【解説】高校生物教育の重要用語
(解説 2017-10-17付)

 日本学術会議は「高校の生物教育における重要用語の選定について」の報告を取りまとめた。

 高校の生物教育で使用される用語については、これまでも語数の多さと不統一が指摘され、現行の教科書では、延べ二千を超える用語が重要と指定されている。このことは、学習上の障害となっているほか、生物学が暗記を求める学問との誤解を生み、大学入試の受験科目選択で敬遠されるなど、高大接続の在り方にも深刻な影響を及ぼしている。

 日本学術会議では、このような認識から、生物科学分野教育用語検討小委員会を設置し、教育の場で用いられる用語の検討を行った。

 検討に当たっては、現行教科書の調査のほか、インターネットによる検索ヒット数をもとにした分析などを実施。高校の生物教育において学習すべき主要な概念とのつながりが特に高い「最重要語」二百五十四語、学習すべき主要な概念とのつながりが高い「重要語」二百五十八語の計五百十二語を選定した。

 例えば「生物基礎」の単元「生物の共通性と多様性」では、最重要語に「細胞」「核」など、重要語に「原核細胞」「組織」など。同じく「細胞とエネルギー」では、最重要語に「呼吸」「ミトコンドリア」など、重要語に「NADH」「リン酸」などを挙げている。

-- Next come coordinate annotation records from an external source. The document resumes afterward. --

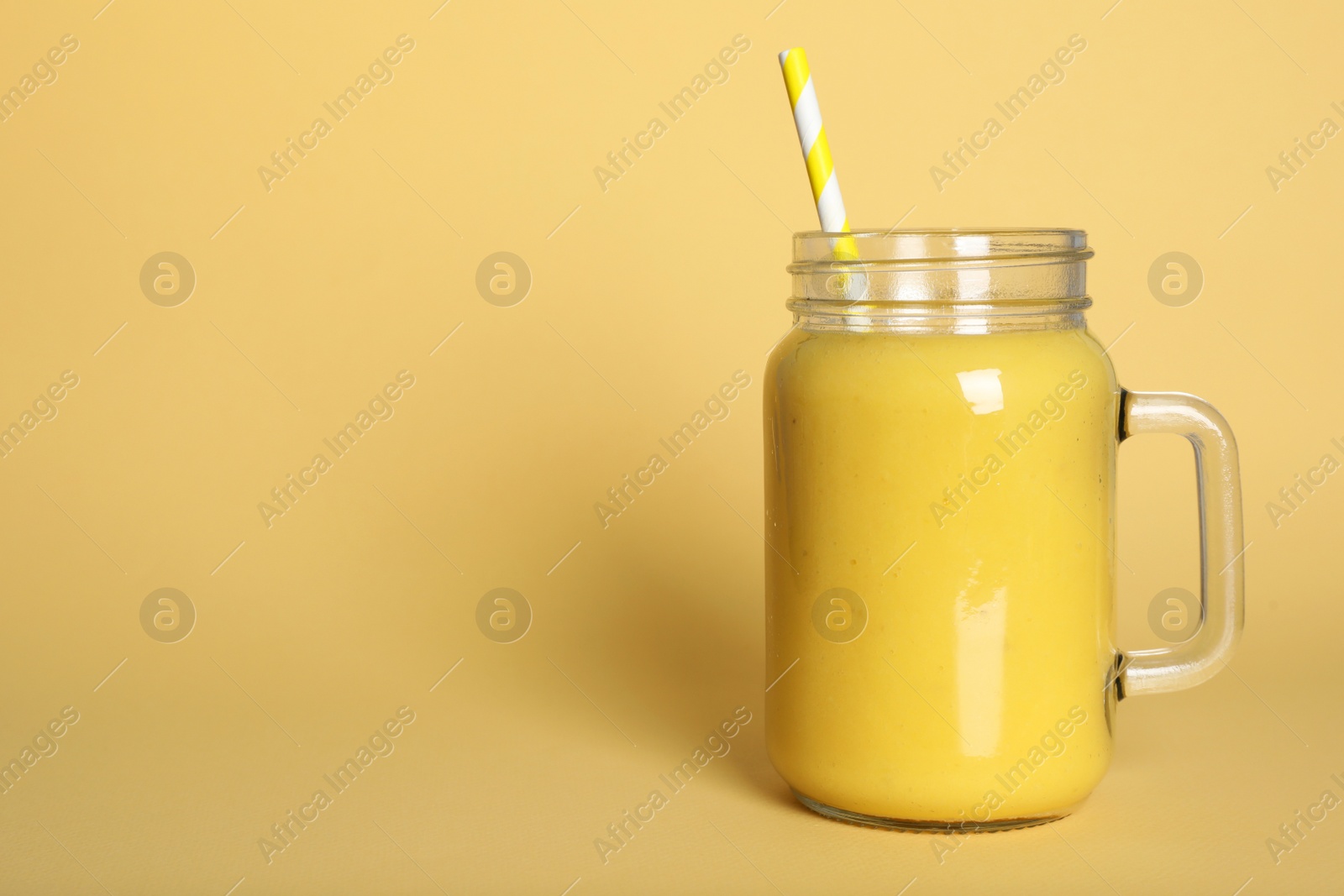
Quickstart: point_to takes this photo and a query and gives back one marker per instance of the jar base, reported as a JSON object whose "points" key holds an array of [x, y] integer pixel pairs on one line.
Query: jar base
{"points": [[925, 826]]}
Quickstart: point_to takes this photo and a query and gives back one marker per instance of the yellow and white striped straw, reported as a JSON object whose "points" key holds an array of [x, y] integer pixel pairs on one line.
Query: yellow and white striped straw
{"points": [[812, 136], [822, 174]]}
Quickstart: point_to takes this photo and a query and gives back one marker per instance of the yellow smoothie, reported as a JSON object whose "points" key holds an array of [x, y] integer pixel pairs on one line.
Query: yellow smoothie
{"points": [[965, 684]]}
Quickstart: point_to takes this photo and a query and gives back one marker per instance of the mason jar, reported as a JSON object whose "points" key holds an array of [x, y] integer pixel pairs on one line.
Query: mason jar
{"points": [[941, 432]]}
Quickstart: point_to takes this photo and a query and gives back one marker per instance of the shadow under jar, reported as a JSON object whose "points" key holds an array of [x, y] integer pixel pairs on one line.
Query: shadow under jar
{"points": [[940, 485]]}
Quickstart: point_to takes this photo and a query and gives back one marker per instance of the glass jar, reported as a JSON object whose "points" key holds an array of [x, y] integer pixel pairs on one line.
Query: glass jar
{"points": [[940, 486]]}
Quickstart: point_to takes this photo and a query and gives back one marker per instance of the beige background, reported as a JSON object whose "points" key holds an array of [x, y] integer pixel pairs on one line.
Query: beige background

 日本学術会議では、選定しなかった用語を教えないということではなく、重要語として扱われる用語を減らそうと提案するものと説明。最も重要なねらいは「生物学が暗記科目ではなく、思考力を大きく刺激する魅力にあふれた学問」とのメッセージを送ることと強調している。

 また、今回の報告をもって用語を固定化せず、学問の進展や研究者・教育者からのフィードバックをもとに、継続的に改訂されていくべきものとしている。